As an analogy, NVIDIA calls local threadgroups "warps", but that doesn't make them not local threadgroups.
> Creating and destroying kernel threads is significantly more expensive.
Because kernel threads usually have larger stacks. But they don't always have large stacks: that is configurable. Other than the stack size, the primary difference is simply that kernel threads are created in kernel space and user threads are created in userspace.
> A kernel thread has a fixed stack and if you go beyond, you crash. Which means that you have to create kernel threads with worst-case-scenario stack sizes (and pray that you got it right).

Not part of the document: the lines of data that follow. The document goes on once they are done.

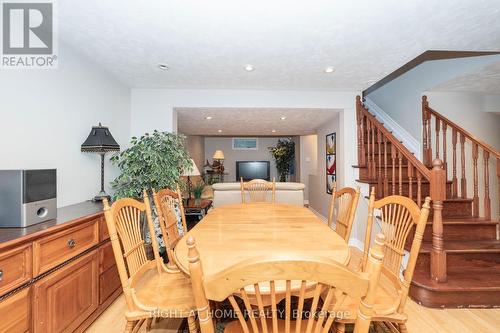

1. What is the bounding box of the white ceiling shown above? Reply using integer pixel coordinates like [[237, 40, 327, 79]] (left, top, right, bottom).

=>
[[175, 108, 339, 136], [432, 59, 500, 95], [57, 0, 500, 91]]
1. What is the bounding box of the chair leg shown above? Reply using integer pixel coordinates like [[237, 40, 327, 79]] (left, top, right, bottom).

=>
[[124, 321, 137, 333], [399, 324, 408, 333], [188, 316, 198, 333], [146, 318, 154, 331], [334, 323, 345, 333]]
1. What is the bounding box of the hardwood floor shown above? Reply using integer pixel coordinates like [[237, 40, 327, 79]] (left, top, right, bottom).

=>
[[86, 248, 500, 333]]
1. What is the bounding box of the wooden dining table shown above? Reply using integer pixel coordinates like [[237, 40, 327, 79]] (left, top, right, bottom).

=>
[[174, 203, 350, 288]]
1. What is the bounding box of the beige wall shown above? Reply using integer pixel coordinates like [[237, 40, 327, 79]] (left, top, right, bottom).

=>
[[186, 135, 205, 172], [300, 134, 318, 200], [308, 114, 340, 217], [205, 137, 288, 182]]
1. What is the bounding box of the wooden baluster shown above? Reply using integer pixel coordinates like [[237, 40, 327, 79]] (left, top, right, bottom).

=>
[[377, 129, 384, 196], [383, 136, 389, 197], [356, 95, 364, 166], [398, 151, 403, 195], [436, 117, 441, 158], [497, 158, 500, 220], [417, 171, 422, 207], [460, 133, 467, 199], [430, 159, 446, 282], [422, 95, 432, 166], [406, 161, 413, 200], [483, 150, 491, 220], [443, 121, 448, 179], [391, 144, 396, 195], [472, 142, 479, 217], [366, 117, 373, 180], [360, 112, 366, 167], [451, 128, 458, 198], [372, 119, 377, 179]]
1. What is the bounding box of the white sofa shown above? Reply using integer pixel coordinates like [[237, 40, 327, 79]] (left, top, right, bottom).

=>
[[212, 183, 306, 207]]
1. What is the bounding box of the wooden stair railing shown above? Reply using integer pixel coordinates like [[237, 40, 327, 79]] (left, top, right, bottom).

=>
[[422, 96, 500, 220], [356, 96, 446, 282]]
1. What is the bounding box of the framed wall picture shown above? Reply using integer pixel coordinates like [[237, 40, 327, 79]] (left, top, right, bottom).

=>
[[233, 138, 259, 150], [326, 133, 337, 194]]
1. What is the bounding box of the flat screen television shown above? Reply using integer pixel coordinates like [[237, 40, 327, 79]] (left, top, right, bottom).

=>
[[236, 161, 271, 181]]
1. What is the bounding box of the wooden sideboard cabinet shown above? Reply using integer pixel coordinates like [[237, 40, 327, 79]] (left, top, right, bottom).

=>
[[0, 202, 121, 333]]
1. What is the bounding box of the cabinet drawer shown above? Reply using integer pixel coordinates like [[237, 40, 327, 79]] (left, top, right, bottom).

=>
[[33, 220, 99, 276], [0, 244, 32, 295], [33, 250, 99, 333], [0, 288, 31, 333]]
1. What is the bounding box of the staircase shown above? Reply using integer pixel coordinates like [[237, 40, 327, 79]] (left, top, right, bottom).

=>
[[355, 96, 500, 307]]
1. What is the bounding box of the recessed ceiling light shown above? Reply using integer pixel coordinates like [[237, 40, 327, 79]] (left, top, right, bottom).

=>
[[325, 66, 335, 73]]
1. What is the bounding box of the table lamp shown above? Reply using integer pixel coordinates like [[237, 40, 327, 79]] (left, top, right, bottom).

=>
[[81, 123, 120, 201], [182, 159, 201, 199]]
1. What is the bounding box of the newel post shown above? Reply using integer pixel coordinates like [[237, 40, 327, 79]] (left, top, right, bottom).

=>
[[430, 158, 446, 282], [356, 95, 366, 166], [422, 95, 432, 166]]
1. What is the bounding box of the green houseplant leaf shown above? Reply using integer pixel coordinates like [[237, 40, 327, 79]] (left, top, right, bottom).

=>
[[268, 138, 295, 182]]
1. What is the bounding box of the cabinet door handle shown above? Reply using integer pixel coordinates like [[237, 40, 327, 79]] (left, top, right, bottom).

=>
[[68, 239, 76, 249]]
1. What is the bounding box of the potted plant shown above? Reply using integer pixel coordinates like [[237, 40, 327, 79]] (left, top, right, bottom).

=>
[[111, 130, 191, 254], [192, 181, 205, 206], [268, 138, 295, 182]]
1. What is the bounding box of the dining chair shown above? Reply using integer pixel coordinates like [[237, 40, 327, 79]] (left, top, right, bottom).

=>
[[104, 192, 197, 333], [336, 188, 431, 333], [241, 177, 276, 203], [328, 183, 360, 242], [187, 234, 385, 333], [152, 186, 187, 270]]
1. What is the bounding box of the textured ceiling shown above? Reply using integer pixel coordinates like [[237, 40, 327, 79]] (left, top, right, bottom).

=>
[[175, 108, 339, 136], [58, 0, 500, 91], [432, 61, 500, 95]]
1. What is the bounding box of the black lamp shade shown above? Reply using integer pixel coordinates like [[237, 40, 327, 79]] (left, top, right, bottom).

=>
[[81, 123, 120, 153]]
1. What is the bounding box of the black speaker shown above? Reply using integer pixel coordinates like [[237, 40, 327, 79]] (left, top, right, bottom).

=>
[[0, 169, 57, 228]]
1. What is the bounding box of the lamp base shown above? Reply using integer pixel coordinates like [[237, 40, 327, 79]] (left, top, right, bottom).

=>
[[92, 191, 111, 202]]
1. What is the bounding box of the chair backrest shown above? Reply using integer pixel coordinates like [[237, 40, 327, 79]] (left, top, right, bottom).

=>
[[152, 186, 187, 268], [328, 184, 360, 242], [104, 192, 161, 308], [363, 188, 431, 312], [241, 178, 276, 203], [187, 235, 384, 333]]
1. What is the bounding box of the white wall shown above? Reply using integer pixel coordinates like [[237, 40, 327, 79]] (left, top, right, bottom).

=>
[[186, 135, 205, 172], [367, 55, 500, 142], [132, 89, 359, 192], [0, 43, 130, 207], [309, 115, 342, 217], [424, 91, 500, 216], [300, 134, 318, 201], [205, 137, 280, 182]]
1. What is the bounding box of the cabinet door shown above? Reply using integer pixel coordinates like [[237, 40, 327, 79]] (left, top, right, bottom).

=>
[[33, 250, 99, 333], [0, 288, 31, 333]]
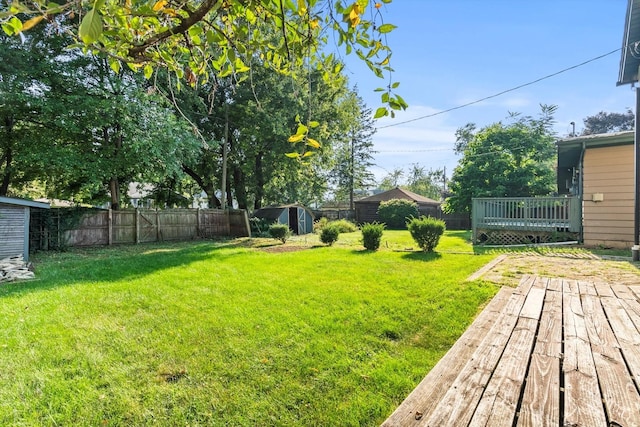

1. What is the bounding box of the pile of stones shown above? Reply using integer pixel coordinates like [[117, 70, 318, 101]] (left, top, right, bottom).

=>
[[0, 255, 35, 283]]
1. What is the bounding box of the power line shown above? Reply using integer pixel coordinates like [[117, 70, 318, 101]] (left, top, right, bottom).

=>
[[377, 48, 622, 129]]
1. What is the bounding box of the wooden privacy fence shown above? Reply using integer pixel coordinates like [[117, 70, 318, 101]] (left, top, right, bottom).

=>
[[471, 197, 582, 244], [31, 209, 250, 250]]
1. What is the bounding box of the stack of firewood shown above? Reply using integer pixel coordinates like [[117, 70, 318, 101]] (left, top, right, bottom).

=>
[[0, 255, 35, 283]]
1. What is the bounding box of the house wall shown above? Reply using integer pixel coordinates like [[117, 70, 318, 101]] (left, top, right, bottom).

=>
[[0, 203, 29, 259], [583, 145, 635, 248]]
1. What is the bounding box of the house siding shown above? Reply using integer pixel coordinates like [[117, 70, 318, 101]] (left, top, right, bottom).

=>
[[0, 203, 29, 259], [583, 145, 635, 248]]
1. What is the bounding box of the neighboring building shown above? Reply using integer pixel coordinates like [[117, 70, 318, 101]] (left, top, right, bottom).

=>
[[253, 205, 314, 234], [557, 131, 635, 248], [354, 188, 440, 224], [0, 197, 49, 260]]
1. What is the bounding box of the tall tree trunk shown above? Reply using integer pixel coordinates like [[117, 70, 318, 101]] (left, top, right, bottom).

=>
[[182, 165, 222, 208], [109, 176, 120, 211], [253, 151, 265, 209], [0, 117, 13, 196], [0, 147, 13, 196], [102, 124, 122, 211]]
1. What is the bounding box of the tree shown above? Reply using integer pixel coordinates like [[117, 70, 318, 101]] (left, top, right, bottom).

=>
[[582, 109, 635, 135], [443, 105, 557, 212], [331, 89, 375, 210], [0, 21, 195, 209], [0, 0, 406, 117], [0, 19, 73, 196], [407, 163, 445, 200], [378, 163, 445, 200], [378, 168, 404, 190]]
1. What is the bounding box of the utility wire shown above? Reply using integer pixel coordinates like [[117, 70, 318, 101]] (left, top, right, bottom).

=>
[[377, 48, 622, 129]]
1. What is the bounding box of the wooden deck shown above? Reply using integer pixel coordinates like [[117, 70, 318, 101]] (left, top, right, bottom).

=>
[[383, 276, 640, 427]]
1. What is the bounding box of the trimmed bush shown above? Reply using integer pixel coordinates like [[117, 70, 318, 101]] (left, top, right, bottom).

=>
[[313, 217, 358, 233], [320, 225, 340, 246], [329, 219, 358, 233], [407, 216, 446, 252], [269, 224, 291, 243], [378, 199, 420, 230], [313, 216, 329, 234], [361, 222, 384, 251]]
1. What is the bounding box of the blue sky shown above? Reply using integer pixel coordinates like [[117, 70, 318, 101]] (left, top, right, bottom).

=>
[[346, 0, 635, 182]]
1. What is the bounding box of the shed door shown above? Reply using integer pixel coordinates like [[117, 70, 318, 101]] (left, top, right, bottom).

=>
[[298, 208, 307, 234], [0, 204, 28, 259], [288, 207, 300, 234]]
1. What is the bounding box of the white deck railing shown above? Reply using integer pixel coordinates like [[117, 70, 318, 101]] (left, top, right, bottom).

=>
[[471, 197, 582, 242]]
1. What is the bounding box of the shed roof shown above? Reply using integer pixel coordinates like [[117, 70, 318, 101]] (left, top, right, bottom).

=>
[[556, 131, 635, 167], [253, 203, 313, 220], [355, 187, 440, 205], [0, 196, 51, 209]]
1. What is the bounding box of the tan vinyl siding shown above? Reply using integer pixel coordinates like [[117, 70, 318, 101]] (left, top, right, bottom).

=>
[[583, 145, 635, 248], [0, 203, 28, 259]]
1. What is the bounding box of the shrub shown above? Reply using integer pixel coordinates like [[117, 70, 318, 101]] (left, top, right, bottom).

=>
[[313, 217, 358, 233], [313, 216, 329, 233], [329, 219, 358, 233], [269, 224, 291, 243], [378, 199, 420, 229], [407, 216, 446, 252], [361, 222, 384, 251], [249, 217, 273, 237], [320, 225, 340, 246]]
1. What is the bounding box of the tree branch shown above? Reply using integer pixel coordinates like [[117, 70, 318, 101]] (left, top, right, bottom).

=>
[[129, 0, 220, 58]]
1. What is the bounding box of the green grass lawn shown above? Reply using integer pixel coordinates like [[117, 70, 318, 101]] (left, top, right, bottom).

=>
[[0, 231, 497, 426]]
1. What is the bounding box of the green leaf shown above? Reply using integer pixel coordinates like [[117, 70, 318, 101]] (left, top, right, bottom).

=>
[[109, 59, 120, 74], [378, 24, 398, 34], [245, 8, 256, 24], [207, 30, 222, 43], [373, 107, 389, 119], [144, 64, 153, 80], [296, 124, 309, 135], [79, 9, 102, 44], [233, 58, 249, 73], [307, 138, 320, 148]]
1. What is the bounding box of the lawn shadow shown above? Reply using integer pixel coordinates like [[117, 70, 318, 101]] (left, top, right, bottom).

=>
[[402, 251, 442, 261], [0, 240, 246, 298]]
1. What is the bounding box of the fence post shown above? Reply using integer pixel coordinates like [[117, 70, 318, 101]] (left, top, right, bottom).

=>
[[242, 209, 251, 237], [471, 199, 480, 245], [196, 208, 202, 237], [156, 208, 162, 242], [107, 208, 113, 246], [133, 208, 140, 245]]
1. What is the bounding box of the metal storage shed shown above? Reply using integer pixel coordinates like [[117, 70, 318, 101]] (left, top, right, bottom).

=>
[[0, 197, 49, 261], [253, 205, 314, 234], [354, 188, 440, 224]]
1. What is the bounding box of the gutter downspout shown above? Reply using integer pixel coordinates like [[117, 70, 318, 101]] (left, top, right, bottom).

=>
[[631, 83, 640, 261], [578, 141, 587, 244]]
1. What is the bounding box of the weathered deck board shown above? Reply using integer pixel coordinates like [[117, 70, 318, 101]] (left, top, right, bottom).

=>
[[517, 290, 562, 427], [384, 276, 640, 427], [583, 295, 640, 426], [562, 281, 607, 427], [425, 293, 526, 427], [384, 286, 516, 426]]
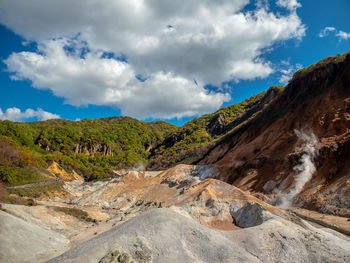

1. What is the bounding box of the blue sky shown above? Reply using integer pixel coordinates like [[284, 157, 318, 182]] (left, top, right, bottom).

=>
[[0, 0, 350, 125]]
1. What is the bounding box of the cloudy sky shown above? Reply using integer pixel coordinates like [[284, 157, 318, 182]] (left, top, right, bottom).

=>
[[0, 0, 350, 124]]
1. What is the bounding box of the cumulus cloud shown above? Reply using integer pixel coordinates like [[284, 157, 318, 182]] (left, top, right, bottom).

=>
[[336, 30, 350, 40], [279, 61, 303, 85], [0, 107, 60, 121], [318, 26, 350, 41], [5, 39, 230, 118], [318, 26, 336, 38], [277, 0, 301, 10], [0, 0, 305, 118]]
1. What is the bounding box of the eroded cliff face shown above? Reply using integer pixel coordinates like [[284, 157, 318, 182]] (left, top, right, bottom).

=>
[[200, 53, 350, 216], [74, 143, 113, 156]]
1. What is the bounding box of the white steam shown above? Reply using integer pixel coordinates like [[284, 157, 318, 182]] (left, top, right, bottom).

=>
[[279, 130, 318, 208]]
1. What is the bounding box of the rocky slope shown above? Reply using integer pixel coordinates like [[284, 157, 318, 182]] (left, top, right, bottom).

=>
[[0, 165, 350, 262], [200, 53, 350, 217], [147, 86, 283, 170]]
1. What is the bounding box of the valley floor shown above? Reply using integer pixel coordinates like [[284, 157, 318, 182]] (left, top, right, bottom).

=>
[[0, 165, 350, 262]]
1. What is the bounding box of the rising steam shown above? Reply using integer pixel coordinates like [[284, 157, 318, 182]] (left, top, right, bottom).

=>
[[279, 130, 318, 208]]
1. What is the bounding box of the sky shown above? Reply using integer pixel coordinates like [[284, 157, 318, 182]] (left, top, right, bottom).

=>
[[0, 0, 350, 125]]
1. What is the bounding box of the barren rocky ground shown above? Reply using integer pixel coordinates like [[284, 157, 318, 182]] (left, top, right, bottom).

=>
[[0, 165, 350, 262]]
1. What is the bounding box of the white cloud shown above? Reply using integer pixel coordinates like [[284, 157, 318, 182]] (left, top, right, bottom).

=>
[[318, 26, 336, 38], [318, 26, 350, 41], [0, 107, 60, 121], [0, 0, 305, 118], [279, 61, 303, 85], [5, 39, 230, 118], [336, 30, 350, 40]]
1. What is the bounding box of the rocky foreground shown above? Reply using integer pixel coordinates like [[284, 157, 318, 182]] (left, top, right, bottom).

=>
[[0, 165, 350, 262]]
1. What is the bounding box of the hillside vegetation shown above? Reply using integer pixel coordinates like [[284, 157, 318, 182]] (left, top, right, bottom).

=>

You can do stack switching in 1:1 too. After all, if you couldn't, then Go couldn't do stack switching at all, since goroutines are built on top of kernel threads.
Go's small stacks are really a property of the moving GC, not a property of the threading model.
> In a 4 core CPU there is no point in running more than 4 busy kernel threads but kernel scheduler has to give each thread a chance to run.
> Go runtime only creates as many threads as CPUs and avoids this waste.
Not if they're blocked doing I/O!
If they're not blocked doing I/O, then Go tries to do preemption just as the kernel does. (I say "tries to" because Go currently cannot preempt outside function boundaries; this is a significant downside of M:N threading compared to 1:1 kernel threading.)
> That's why high-perf servers (like nginx) don't just use kernel thread per connection and go through considerable complexity of writing event driven code.
High-performance servers like nginx use an event loop because it's the only way to get the absolute fastest performance, with no overhead of stacks at all. The fact that the project described in the article gets better performance than Go's threads is proof of that fact, in fact.
It would be possible, and interesting, to do Go-like 1:1 threading with small stacks.
> Go gives you straightforward programming model of thread-per-connection with scalability and performance much closer to event-driven model.
Sure. But that's mostly because of the GC, not because of the M:N threading model.
> Which is why it amazes me the lengths to which you go to denigrate Go in that respect and minimize what is a great and unique programming model among mainstream languages.
It's not unique. As I said, NGPT used to do M:N for pthreads. Solaris used to do M:N for pthreads. The JVM used to do M:N.